There are a number of simple interventions, which are outlined below, that can help improve the comfort of the mouth.

Where interventions involve using water ensure that this is from an appropriate source.  Check with the cancer team providing care if you aren’t sure.

1.       Oral Hygiene

Patients should be encouraged to brush their teeth at least twice a day.  It is the physical act of tooth-brushing that removes dental plaque and this cannot be achieved through the use of mouthwashes alone.  Typical adult toothpastes include detergents and flavouring agents that can exacerbate pain associated with oral ulceration.  Toothpastes without detergents (SLS-free) or prepared specifically for the ‘sore mouth’ are widely available.  An alternative option is to use a children’s toothpaste.  Toothpastes used by adults should include 1450ppm fluoride.

Dentures should be brushed twice daily to remove plaque and other debris.  They should be left out of the mouth at night-time.  Soaking dentures in commercially prepared hypochlorite solutions (e.g. Dentural® – available over the counter) according to the manufacturer’s instructions should be encouraged, although there is the potential for discolouration of a metal denture framework.

2.       Mucosal Coating Agents

Mucosal coating agents are used to physically cover ulcerated areas to reduce unpleasant symptoms associated with activities such as speaking, smiling, swallowing or yawning.


Carmellose sodium paste (Orabase® ).  This should be applied sparingly to appropriate sites (e.g. buccal or labial mucosa), ideally to dry mucosa, when required.  Application to some parts of the mouth (e.g. very mobile structures such as the tongue) is very difficult.

 Topical Gel

Gelclair® 15ml sachet – prescription only.  Gelclair® is a liquid gel and can be used up to 3 times daily as a mouthwash or neat solution.  The mouthwash involves dilution of the contents of a sachet in 3 tablespoons of water and rinsed around the mouth for at least 1 minute, to coat the oral mucosa.  Alternatively, undiluted Gelclair® can be applied directly to specific parts of the mouth with a clean finger or swab.

3.       Anti-Microbial Agents

These help to control pain by reducing secondary infection associated with mucosal ulceration.

Chlorhexidine has a broad anti-microbial spectrum.

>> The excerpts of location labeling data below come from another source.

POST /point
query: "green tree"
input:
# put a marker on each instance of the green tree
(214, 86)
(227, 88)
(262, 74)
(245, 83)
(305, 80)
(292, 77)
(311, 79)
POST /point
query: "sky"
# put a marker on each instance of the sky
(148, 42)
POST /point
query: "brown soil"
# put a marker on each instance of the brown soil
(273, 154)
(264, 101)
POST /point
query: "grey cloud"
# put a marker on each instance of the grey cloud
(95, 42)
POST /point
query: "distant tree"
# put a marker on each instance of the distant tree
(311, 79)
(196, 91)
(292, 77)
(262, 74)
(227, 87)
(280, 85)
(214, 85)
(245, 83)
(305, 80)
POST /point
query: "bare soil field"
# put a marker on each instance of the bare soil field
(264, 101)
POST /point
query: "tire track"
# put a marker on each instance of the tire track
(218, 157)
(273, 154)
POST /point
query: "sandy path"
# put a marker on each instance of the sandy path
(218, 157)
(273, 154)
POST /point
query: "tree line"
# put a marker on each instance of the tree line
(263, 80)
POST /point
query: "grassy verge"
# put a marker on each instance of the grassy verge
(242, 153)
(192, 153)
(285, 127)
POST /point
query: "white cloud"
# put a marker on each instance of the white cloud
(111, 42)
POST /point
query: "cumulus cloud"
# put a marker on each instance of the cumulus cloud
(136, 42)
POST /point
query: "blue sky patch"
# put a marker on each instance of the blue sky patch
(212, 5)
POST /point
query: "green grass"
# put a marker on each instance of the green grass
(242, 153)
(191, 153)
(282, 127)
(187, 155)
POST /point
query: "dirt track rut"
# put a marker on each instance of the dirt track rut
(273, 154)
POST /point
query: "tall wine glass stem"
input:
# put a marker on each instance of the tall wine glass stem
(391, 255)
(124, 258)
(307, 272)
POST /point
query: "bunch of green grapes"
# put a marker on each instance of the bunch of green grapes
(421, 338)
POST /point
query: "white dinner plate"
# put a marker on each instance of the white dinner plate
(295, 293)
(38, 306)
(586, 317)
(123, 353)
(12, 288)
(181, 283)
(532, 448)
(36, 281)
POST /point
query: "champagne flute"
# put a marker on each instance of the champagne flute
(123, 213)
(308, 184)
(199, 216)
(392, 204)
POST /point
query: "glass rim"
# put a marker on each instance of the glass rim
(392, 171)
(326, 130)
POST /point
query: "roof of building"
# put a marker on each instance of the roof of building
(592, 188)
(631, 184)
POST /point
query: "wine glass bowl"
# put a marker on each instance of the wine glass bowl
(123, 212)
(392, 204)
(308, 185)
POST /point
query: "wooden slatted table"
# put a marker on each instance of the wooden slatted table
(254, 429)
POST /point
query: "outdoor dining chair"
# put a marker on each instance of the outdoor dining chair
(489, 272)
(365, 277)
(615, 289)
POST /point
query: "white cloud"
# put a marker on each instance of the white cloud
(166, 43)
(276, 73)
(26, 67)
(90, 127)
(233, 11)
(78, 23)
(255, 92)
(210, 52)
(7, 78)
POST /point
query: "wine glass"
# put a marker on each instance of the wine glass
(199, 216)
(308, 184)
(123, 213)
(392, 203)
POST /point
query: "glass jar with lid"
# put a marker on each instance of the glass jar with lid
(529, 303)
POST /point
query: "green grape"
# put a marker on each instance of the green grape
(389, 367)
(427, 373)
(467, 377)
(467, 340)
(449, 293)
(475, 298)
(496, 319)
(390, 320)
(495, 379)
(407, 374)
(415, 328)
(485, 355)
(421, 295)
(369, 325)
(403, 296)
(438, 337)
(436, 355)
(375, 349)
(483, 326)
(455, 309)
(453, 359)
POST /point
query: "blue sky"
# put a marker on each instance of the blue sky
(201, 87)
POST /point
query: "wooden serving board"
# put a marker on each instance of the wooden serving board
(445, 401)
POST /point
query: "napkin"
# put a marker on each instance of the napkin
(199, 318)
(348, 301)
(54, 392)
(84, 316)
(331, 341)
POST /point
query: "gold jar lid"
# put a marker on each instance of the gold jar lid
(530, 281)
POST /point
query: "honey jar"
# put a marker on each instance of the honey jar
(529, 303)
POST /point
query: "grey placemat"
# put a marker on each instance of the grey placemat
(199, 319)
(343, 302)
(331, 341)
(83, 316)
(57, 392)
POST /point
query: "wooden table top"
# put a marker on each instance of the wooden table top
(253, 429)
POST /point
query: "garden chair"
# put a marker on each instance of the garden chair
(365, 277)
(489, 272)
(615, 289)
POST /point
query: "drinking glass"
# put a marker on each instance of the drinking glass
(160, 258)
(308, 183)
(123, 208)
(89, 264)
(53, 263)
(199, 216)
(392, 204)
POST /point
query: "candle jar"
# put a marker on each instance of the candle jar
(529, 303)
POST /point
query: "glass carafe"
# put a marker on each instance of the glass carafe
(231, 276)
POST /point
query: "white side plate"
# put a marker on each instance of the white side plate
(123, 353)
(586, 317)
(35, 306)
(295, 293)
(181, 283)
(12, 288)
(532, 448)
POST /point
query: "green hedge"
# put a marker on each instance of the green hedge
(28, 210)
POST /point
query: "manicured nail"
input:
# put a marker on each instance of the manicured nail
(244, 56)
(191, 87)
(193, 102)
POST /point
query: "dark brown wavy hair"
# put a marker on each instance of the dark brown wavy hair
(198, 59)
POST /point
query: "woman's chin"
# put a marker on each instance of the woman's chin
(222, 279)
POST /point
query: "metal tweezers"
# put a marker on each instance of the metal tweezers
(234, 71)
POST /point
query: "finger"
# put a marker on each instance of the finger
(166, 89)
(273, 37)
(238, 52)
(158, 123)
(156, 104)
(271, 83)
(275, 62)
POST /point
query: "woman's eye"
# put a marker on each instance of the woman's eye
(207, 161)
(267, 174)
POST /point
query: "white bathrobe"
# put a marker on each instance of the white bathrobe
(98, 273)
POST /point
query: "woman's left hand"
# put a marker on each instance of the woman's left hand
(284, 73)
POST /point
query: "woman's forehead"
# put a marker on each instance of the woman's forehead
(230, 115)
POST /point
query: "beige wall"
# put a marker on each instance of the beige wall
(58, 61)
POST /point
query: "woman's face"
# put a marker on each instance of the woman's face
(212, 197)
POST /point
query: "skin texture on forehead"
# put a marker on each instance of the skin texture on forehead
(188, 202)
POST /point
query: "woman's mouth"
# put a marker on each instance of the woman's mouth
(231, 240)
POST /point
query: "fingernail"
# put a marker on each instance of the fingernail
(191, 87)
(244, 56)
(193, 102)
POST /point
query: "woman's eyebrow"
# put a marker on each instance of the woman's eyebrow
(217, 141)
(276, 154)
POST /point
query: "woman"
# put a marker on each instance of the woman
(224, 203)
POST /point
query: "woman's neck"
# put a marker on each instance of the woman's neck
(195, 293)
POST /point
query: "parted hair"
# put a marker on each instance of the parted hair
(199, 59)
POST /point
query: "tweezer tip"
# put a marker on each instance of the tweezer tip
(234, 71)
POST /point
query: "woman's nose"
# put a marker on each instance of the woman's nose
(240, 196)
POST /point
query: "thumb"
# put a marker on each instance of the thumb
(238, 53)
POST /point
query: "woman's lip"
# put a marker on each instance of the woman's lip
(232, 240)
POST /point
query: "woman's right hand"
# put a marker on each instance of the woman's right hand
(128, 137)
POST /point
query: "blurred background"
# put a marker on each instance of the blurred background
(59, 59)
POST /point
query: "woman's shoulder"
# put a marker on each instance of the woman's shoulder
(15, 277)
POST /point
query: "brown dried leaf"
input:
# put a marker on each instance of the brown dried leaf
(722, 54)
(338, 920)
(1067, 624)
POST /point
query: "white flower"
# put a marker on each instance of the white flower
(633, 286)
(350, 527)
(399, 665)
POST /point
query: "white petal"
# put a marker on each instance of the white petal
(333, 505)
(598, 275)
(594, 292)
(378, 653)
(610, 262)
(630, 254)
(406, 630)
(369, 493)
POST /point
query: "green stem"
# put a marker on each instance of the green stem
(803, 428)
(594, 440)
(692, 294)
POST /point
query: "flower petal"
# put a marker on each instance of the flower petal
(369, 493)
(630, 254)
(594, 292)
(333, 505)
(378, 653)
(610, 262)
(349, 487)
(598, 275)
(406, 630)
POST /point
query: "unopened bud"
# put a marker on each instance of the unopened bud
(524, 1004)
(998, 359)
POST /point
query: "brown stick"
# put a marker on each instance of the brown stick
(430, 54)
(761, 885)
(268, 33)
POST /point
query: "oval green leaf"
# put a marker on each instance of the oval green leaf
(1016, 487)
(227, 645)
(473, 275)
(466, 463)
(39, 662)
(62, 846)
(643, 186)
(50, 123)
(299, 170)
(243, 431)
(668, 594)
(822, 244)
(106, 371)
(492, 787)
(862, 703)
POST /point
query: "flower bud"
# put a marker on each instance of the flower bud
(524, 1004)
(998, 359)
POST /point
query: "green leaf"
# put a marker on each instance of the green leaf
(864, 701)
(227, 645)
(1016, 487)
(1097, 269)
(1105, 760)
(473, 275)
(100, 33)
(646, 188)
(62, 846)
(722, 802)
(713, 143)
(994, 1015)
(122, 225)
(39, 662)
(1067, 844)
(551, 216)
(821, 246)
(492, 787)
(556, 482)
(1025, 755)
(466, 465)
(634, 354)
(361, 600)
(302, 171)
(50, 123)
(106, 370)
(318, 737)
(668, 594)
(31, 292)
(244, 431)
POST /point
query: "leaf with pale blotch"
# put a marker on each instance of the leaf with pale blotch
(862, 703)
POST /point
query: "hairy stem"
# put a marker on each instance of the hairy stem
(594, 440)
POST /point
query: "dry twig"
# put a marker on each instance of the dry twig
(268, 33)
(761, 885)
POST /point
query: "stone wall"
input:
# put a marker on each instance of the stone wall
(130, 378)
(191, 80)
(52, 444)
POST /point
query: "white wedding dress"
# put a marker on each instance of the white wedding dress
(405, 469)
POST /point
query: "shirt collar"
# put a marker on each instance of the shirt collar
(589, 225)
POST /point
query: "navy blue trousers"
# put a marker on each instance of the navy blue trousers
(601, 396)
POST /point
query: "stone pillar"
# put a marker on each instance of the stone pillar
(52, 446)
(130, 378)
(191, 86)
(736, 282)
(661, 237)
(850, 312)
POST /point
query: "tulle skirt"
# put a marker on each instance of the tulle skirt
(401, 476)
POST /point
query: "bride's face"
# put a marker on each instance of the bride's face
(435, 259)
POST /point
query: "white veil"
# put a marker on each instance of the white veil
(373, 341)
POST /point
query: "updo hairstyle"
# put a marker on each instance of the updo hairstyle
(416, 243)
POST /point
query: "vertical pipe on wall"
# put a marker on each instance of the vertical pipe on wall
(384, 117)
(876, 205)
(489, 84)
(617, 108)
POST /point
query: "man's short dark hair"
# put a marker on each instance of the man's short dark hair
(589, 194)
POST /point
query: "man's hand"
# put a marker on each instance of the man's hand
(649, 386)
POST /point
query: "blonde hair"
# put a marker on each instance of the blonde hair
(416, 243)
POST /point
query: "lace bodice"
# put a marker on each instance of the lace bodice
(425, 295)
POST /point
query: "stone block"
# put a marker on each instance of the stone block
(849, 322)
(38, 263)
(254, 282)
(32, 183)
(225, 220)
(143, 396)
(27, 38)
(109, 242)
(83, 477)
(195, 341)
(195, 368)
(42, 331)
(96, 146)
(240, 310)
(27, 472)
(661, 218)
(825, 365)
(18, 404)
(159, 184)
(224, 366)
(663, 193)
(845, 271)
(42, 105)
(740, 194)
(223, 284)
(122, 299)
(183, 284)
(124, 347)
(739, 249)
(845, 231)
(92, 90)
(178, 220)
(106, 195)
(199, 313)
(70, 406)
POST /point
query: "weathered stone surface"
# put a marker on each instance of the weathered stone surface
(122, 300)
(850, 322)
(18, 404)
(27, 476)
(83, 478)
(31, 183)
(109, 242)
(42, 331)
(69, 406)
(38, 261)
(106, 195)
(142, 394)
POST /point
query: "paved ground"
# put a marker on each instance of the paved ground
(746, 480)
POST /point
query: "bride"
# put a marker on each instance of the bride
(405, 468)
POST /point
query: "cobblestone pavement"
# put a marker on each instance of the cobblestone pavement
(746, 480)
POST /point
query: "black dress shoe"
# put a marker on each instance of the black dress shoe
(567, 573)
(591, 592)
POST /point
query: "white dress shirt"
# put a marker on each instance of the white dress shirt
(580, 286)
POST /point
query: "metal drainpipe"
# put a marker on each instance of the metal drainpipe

Chlorhexidine  mouthwash.  Rinse 10ml of solution around the mouth for 1 minute twice daily and then spit out. The solution can be diluted with 10ml of water (1:1 dilution) if the patient is unable to tolerate the concentrated solution. The mouthwash can be continued until the lesions have resolved.

Some preparations contain alcohol which can be irritant to the oral mucosa. Others are alcohol free (e.g. Corsodyl® Alcohol Free – over the counter, Curasept® – non prescription and Periogard® – prescription only). Chlorhexidine spray (Corsodyl® – prescription only) may be prescribed for patients who wish to carry the preparation with them. Up to 12 applications (approximately 140 microlitres per actuation) should be used twice daily.  This preparation contains 7% alcohol which may cause oral discomfort in some patients.

Chlorhexidine gel formulations are also available and can be applied directly to the ulcers or brushed on the teeth once or twice daily. Preparations available without prescription include Corsodyl gel® (Chlorhexidine gluconate 1%, contains alcohol 4%) and Curasept Gel®  (Chlorhexidine gluconate 0.5%, alcohol free).

The effectiveness of chlorhexidine is reduced by constituents of toothpaste. An interval of at least 30 minutes should be left between using chlorhexidine preparations and toothpaste.

4.       Topical analgesia for oral ulceration

0.15% benzydamine hydrochloride is both a topical anaesthetic and anti-inflammatory. It is available as mouthwash and spray ( e.g. Difflam® –  without prescription). The mouthwash potentially allows more parts of the mouth to be reached than the spray, but is less portable. The patient should be instructed to rinse or gargle with 15ml of the mouthwash every 1½ to 3 hours as needed and then spit it out. The preparation contains 10% alcohol and some patients report stinging when used with a sore mouth. Dilution with an equal volume of water can help.  For the spray preparation, 4 to 8 sprays should be directed onto the affected area every 1½ to 3 hours as needed. The spray contains 8.6% alcohol.

5.       Warm salty mouthwashes

A simple salt water mouthwash made from approximately 10ml (equivalent to a cup) of warm water and 2 teaspoons of table salt can be held in the mouth for around two minutes.  Spit the mouthwash out and do not swallow.  It is best to avoid eating or drinking for 1 hour afterwards, if possible.